La pièce Because of The Mud, présentée au théâtre La Chapelle du 19 au 22 février, raconte l’histoire de quatre trembles, un type de peuplier, faisant partie du même petit bois. Leurs identités se confondent dans ce bosquet commun et elles portent toutes le même prénom : Roberta. À leurs côtés, deux roches : l’une en granit et l’autre en quartz. Ils vivent tous sous une pluie incessante, symbole des conséquences du changement climatique. Cette mise en scène, orchestrée par le chorégraphe Nate Yaffe, marque la première représentation du texte éponyme écrit par Corinne Donly. La pièce est jouée en anglais avec des sous-titres français.
L’idée au coeur de la représentation est belle et originale. Le scénario pose des questions cruciales sur la manière dont les identités se fondent lors de catastrophes qui touchent tout un groupe, et la difficulté d’exprimer son besoin de se singulariser dans ce contexte. La pièce touche à des sujets très actuels, qui font échos à la crise climatique comme à de nombreuses tragédies collectives. Le choix de la métaphore du bosquet et des roches qui dépérissent sous la pluie incessante est très poétique et imagé.
Cependant, j’ai trouvé que certains éléments intéressants manquaient parfois quelque peu de développement, qui aurait été nécessaire afin d’avoir l’impact désiré. Par exemple, à la fin de la pièce, l’un des trembles choisit de s’appeler Robert plutôt que Roberta. Je pense qu’il est très intéressant d’avoir voulu aborder le sujet de la transidentité mais que la pièce aurait gagné à développer un peu plus là-dessus. Le discours de Robert sur son mal être de faire partie des Robertas était un peu trop général. Ce mal-être s’est perdu dans celui de toutes les Robertas, accablées de faire partie d’un bosquet qui dépérit sous la pluie, sans pouvoir exprimer leurs identités individuelles.

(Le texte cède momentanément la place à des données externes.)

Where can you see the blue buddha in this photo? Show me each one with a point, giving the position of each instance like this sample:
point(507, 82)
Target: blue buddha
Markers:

J’ai parfois eu l’impression que la pièce essayait de dire trop de choses en trop peu de temps.La force de certaines propositions était atténuée par leur juxtaposition avec d’autres idées fortes, ce qui faisait que certains sujets pouvaient parfois sembler être amenés maladroitement.
De plus, bien que les acteurs portaient le texte avec un enthousiasme certain, j’ai trouvé que leur jeu sonnait parfois un peu faux. Leur ton et leurs expressions m’ont semblé parfois un peu exagérés, dans un style qui aurait pu tout à fait convenir à un public jeunesse, mais qui apparaissait surjoué pour le public adulte qu’il veut cibler. J’ai trouvé que le manque d’authenticité et de sincérité des personnages rendait assez difficile la tâche de s’attacher à eux, ce qui empêche de ressentir pleinement les enjeux du texte. De plus, certaines blagues manquaient un peu de subtilité et étaient un peu convenues. Quelques spectateurs riaient, mais ce n’est définitivement pas le genre d’humour qui pourrait plaire à tout le monde.
En revanche, la direction artistique était remarquable. L’obscurité constante, interrompue par de brèves éclaircies, plonge les spectateurs dans le même désespoir que les protagonistes qui attendent et espèrent l’arrivée du soleil. Au centre de la salle coule un filet d’eau incessant qui rend l’atmosphère humide.
Si certains acteurs manquent parfois un peu de justesse, ils compensent largement par leur corporalité. Leur manière de danser et d’occuper l’espace est des plus intéressantes. Alexis O’Hara a fait une belle prestation musicale sur scène, très particulière et appropriée à la pièce.
Certains éléments étaient très touchants. La relation entre la Roberta plus âgée et la Roberta plus jeune reflétait bien l’écart intergénérationnel qu’il peut parfois y avoir entre une mère et sa fille. Il y avait beaucoup de justesse dans la représentation de cette relation, avec ses silences, ses paroles, son manque de compréhension mutuelle et sa culpabilité. C’était une facette très juste et sincère, qui fut pour moi la lumière de la pièce.
Because of The Mud possède tous les éléments d’une bonne pièce de théâtre. Bien que j’aie regretté le manque de développement sur certains aspects, la pièce a su aborder un sujet profond et actuel de manière très originale, et l’exploiter avec une direction artistique qui lui a rendu honneur.